Rethinking that, though, makes me realise what a naïve thought that was.

But something I didn't think I would have to witness is the person I love most, going through this sort of grief and me feeling that same sorrow in a way.

It has been five days since the passing of her father, and I have only seen Brooklynn once since I dropped her back. After I told my roommates about Brooklynn's dad—with her permission, of course—Tyson took the responsibility of cooking her some food.

I admit, the time Tyson wasted whilst making a simple tomato soup was worrisome. Holden even offered to help, but Tyson insisted he was big enough of a man to do it himself.

That was the last I have seen of her. When I went to drop off the tomato soup.

Now, five days later, I sit in the stuffy auditorium listening to Professor Ackerman drone out useless bullshit, missing Brooklynn. It's the last week of school before winter break, and Brooklynn has attended none of her classes at all this week.

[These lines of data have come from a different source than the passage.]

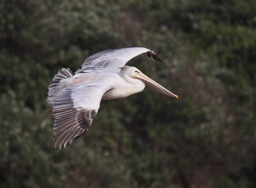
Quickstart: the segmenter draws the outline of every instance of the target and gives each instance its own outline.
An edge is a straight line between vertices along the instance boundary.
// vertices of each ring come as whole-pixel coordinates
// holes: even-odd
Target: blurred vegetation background
[[[2,0],[1,187],[255,187],[253,0]],[[97,52],[179,94],[104,101],[89,133],[54,148],[47,86]]]

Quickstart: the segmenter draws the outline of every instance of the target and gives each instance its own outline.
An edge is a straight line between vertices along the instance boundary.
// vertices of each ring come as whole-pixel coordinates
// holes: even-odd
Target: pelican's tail
[[[52,81],[48,87],[48,101],[53,104],[55,101],[57,94],[65,87],[63,80],[73,78],[73,73],[70,68],[63,68],[58,71],[58,74],[54,75]],[[62,81],[62,82],[61,82]]]

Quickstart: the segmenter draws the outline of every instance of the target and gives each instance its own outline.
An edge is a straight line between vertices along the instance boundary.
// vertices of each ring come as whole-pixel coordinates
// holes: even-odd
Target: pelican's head
[[[135,67],[125,66],[122,68],[121,72],[123,75],[125,75],[126,76],[128,76],[131,78],[140,80],[140,81],[144,82],[147,86],[148,86],[150,88],[156,92],[170,97],[179,99],[178,96],[173,94],[172,92],[165,89],[158,83],[147,76],[141,73],[141,71],[140,71]]]

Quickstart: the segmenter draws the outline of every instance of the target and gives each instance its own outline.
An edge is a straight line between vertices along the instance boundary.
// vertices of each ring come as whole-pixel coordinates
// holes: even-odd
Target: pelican
[[[49,112],[54,118],[55,147],[66,147],[87,133],[95,117],[101,100],[128,97],[145,86],[164,95],[179,98],[135,67],[125,66],[133,57],[145,54],[162,61],[152,50],[130,47],[104,50],[86,59],[75,75],[63,68],[49,86]]]

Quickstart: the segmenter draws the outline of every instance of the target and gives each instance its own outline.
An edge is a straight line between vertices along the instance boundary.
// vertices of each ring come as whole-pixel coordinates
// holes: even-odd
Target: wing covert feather
[[[81,69],[76,72],[74,77],[82,76],[84,73],[120,71],[119,68],[134,57],[147,54],[156,61],[162,61],[152,50],[143,47],[129,47],[104,50],[86,59]]]

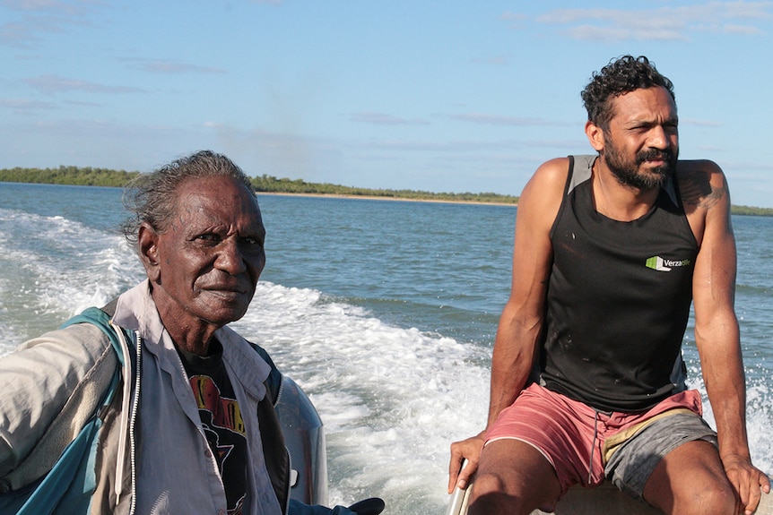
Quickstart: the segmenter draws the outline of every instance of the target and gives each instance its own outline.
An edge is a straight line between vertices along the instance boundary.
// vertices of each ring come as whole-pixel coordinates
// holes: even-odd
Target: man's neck
[[[594,163],[592,185],[596,211],[621,222],[630,222],[646,215],[660,193],[659,187],[642,190],[621,184],[603,158]]]

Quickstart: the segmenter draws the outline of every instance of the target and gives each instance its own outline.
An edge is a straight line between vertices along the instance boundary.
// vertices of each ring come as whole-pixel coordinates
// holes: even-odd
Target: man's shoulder
[[[722,168],[708,159],[680,160],[676,182],[685,209],[709,208],[727,199],[727,186]]]

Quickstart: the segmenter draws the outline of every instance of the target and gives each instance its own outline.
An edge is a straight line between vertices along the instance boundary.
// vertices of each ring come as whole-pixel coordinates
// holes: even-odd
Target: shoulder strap
[[[65,322],[62,329],[77,323],[91,323],[100,329],[105,344],[109,340],[114,352],[102,353],[30,455],[3,478],[4,488],[0,490],[7,492],[0,497],[4,513],[80,512],[89,505],[90,485],[95,481],[89,467],[90,450],[101,426],[99,414],[119,389],[124,359],[106,313],[89,308]],[[74,485],[74,481],[85,483]]]

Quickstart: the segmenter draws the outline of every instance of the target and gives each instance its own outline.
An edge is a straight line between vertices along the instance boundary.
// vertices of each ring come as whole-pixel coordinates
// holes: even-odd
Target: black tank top
[[[540,378],[602,411],[643,411],[683,389],[681,348],[698,244],[675,181],[640,219],[598,213],[589,180],[595,160],[569,157],[551,230]]]

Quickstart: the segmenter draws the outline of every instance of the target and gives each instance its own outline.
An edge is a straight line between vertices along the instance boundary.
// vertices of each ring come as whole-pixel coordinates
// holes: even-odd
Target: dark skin
[[[649,211],[659,187],[621,180],[611,161],[631,167],[641,179],[639,185],[654,184],[668,167],[664,157],[678,155],[676,106],[659,87],[636,90],[612,102],[608,126],[592,122],[586,125],[588,142],[600,156],[591,178],[595,208],[610,219],[630,221]],[[637,163],[636,157],[642,154],[651,157]],[[534,361],[552,256],[550,230],[560,206],[568,167],[566,159],[544,163],[520,197],[512,290],[494,343],[488,425],[515,400]],[[769,483],[751,465],[747,442],[745,382],[733,308],[735,246],[725,176],[706,160],[679,161],[668,173],[676,177],[688,222],[700,245],[692,284],[695,341],[715,411],[719,449],[690,442],[671,451],[651,475],[644,497],[665,513],[751,514],[760,488],[769,492]],[[496,441],[483,448],[483,434],[451,446],[449,491],[455,485],[466,487],[478,470],[471,515],[529,513],[554,505],[560,485],[550,462],[515,440]],[[470,465],[460,470],[464,459]]]
[[[178,347],[207,356],[215,330],[244,316],[265,265],[257,201],[222,176],[178,188],[162,231],[143,223],[140,258],[161,322]]]

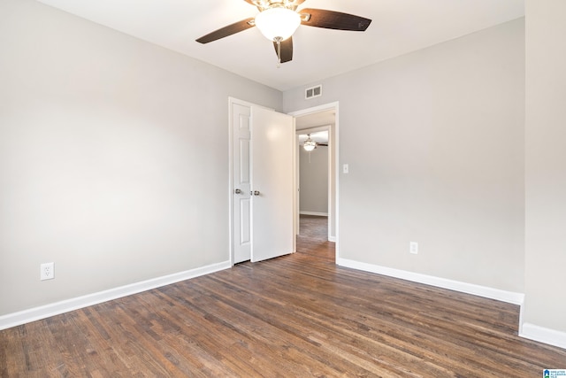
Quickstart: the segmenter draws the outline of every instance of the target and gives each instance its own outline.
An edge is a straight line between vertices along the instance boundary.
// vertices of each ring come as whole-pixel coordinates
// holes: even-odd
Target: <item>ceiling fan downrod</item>
[[[277,42],[277,68],[281,68],[281,41],[283,38],[275,37],[275,42]]]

Not that I blame her. If I was in her position, I would do the same thing.

The tiny clock in the corner of my laptop screen taunts me. Reminds me of how little time has passed.

Typically, I would have someone to bother. Whether that be my old buddy I used to sit by or Brooklynn, but right now, I have neither. I am alone.

My fingers move quickly, copying out the notes that Ackerman keeps spitting out at lightning pace onto my laptop. I don't think my brain is currently in business, though. Half the shit she is spitting out is blurring together to create a mess of gibberish in my brain and all I can think about is how I haven't seen Brooklynn in a few days and if she is okay.

I focus my attention on the front of the lecture hall. Ackerman paces back and forth, flicking through a slideshow and giving a brief description and summary of the information on each slide.

Casting my gaze around the auditorium, I study my peers. Most people jot down notes as Professor Ackerman continues to speak. There is, however, a group of girls at the back of the room and as soon as I pay the smallest sliver of attention to them, I feel several pairs of eyes on me.

I swivel back to the front for just a moment before deciding. I am done with this bullshit. There are so many other places I would rather be and there is no use being here if I cannot focus and am not learning anything.